You are viewing a plain text version of this content. The canonical link for it is here.
Posted to user@ignite.apache.org by ght230 <gh...@163.com> on 2017/01/11 07:02:51 UTC

How to remove large amount of data from cache

I want to remove the old data from cache once a day, the amout of data is
abount 5 millions.
My main remove processes as below: 	
    	
        SqlFieldsQuery Sql = new SqlFieldsQuery(
        		  "select id, name from Table2 where data = xxxx");

        cursor = Cache.query(Sql);

		Set<Table2Key> Keys = new HashSet<>();
		Table2Key Key = new Table2Key();
		
        for (List<?> row : cursor)
    	{
			Key.setid(Long.valueOf((String) row.get(0)));
			Key.setname((String) row.get(1));
			Keys.add(Key);
    	}
		
	    for (Table2Key Key1 : Keys) {
	    	Cache.remove(Key1);
	    }
		
But about 10 minutes after the start of data removing, the Ignite cluster
will be jammed. 
I can see 
"[SEVERE][tcp-client-disco-sock-writer-#2%null%][TcpDiscoverySpi] Failed to
send message: null
java.io.IOException: Failed to get acknowledge for message:
TcpDiscoveryClientHeartbeatMessage [super=TcpDiscoveryAbstractMessage" from
log.
And I can not connect to the cluster by "ignitevisorcmd".
If the amount of data is relatively small, the above method is OK.



--
View this message in context: http://apache-ignite-users.70518.x6.nabble.com/How-to-remove-large-amount-of-data-from-cache-tp10024.html
Sent from the Apache Ignite Users mailing list archive at Nabble.com.

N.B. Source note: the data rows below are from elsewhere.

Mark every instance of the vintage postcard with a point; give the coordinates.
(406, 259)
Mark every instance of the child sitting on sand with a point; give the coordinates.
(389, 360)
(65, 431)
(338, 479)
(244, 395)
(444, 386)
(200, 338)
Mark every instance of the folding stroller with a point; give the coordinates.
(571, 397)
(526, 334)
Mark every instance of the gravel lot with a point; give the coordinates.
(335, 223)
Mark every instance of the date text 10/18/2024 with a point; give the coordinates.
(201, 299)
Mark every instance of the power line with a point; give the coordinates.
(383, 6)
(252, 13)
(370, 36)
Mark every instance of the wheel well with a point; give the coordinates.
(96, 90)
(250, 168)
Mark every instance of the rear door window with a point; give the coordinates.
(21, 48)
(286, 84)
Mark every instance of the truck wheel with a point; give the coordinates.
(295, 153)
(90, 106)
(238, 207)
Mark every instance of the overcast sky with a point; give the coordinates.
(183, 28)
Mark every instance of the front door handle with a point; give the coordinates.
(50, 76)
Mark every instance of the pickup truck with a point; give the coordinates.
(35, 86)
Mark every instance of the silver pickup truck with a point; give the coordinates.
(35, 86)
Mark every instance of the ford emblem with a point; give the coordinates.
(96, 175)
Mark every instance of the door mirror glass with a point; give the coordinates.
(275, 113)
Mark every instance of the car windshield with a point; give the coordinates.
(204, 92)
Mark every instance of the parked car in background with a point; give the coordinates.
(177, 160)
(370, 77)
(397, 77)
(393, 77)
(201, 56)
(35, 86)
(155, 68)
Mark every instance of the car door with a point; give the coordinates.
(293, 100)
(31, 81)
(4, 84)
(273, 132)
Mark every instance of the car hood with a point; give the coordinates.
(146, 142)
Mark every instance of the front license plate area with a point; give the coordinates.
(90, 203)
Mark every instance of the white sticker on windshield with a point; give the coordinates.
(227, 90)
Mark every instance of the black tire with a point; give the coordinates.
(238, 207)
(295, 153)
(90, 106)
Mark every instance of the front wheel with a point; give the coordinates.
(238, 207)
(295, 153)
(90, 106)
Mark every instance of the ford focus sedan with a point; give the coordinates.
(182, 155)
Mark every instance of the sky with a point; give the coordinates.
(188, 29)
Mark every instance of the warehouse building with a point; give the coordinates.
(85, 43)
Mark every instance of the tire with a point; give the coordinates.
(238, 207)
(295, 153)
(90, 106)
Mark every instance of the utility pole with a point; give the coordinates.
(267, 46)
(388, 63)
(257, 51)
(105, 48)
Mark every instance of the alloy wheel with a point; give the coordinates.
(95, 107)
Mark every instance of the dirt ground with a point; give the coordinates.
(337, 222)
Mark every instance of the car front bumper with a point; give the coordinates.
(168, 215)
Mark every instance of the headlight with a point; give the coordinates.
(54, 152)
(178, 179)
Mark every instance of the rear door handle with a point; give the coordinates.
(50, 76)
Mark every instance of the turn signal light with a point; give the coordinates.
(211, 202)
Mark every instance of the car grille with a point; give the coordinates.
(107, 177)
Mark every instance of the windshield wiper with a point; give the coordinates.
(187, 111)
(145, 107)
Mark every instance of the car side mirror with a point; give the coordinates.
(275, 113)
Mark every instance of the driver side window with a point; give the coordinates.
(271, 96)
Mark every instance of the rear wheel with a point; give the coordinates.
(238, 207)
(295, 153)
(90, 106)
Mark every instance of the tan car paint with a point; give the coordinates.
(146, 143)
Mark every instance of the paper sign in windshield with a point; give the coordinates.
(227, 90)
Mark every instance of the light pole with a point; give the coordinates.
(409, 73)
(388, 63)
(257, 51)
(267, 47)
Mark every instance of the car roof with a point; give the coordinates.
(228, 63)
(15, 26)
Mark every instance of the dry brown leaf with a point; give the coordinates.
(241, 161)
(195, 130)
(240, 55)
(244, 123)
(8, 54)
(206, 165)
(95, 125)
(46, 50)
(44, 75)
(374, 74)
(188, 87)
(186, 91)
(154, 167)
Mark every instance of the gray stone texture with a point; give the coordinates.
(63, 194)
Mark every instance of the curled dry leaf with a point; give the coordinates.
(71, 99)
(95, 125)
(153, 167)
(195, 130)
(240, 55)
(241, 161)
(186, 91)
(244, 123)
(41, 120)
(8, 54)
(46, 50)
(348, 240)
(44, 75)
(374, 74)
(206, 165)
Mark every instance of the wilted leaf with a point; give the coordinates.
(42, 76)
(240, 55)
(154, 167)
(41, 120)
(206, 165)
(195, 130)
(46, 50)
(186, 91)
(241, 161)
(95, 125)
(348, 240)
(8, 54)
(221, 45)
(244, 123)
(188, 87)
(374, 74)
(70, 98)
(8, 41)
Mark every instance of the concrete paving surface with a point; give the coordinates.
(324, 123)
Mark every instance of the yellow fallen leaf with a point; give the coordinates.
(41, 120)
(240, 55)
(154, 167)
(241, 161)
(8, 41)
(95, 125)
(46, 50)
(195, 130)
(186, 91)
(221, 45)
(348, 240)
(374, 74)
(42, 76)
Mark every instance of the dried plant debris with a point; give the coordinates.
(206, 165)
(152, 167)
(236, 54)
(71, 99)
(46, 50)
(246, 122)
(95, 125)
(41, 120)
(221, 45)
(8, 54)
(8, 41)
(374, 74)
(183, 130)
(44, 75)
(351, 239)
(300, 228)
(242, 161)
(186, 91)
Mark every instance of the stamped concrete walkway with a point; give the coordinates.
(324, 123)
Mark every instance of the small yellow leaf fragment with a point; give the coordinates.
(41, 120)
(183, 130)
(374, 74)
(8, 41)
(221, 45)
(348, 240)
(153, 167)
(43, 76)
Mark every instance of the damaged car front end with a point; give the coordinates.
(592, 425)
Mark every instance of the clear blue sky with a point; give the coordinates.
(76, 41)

Re: How to remove large amount of data from cache

Posted by Alexey Kuznetsov <ak...@apache.org>.
Hi,

As far as I know Ignite-1.8 supports delete * from Table where ....

On Thu, Jan 12, 2017 at 1:33 PM, ght230 <gh...@163.com> wrote:

> Because at the same time when I remove the old data(I remove the data
> according to their date), Ignite clusters are still putted in new data and
> process it. I worry about the cursor will take too long time, and it will
> affect the processing of new data.
>
> This code does not need running in transaction.
>
> I use ignite 1.6.8, it does not support "Delete * from table ..." query?
>
>
>
> --
> View this message in context: http://apache-ignite-users.
> 70518.x6.nabble.com/How-to-remove-large-amount-of-data-
> from-cache-tp10024p10053.html
> Sent from the Apache Ignite Users mailing list archive at Nabble.com.
>



-- 
Alexey Kuznetsov

Re: How to remove large amount of data from cache

Posted by ght230 <gh...@163.com>.
Because at the same time when I remove the old data(I remove the data
according to their date), Ignite clusters are still putted in new data and
process it. I worry about the cursor will take too long time, and it will
affect the processing of new data.

This code does not need running in transaction.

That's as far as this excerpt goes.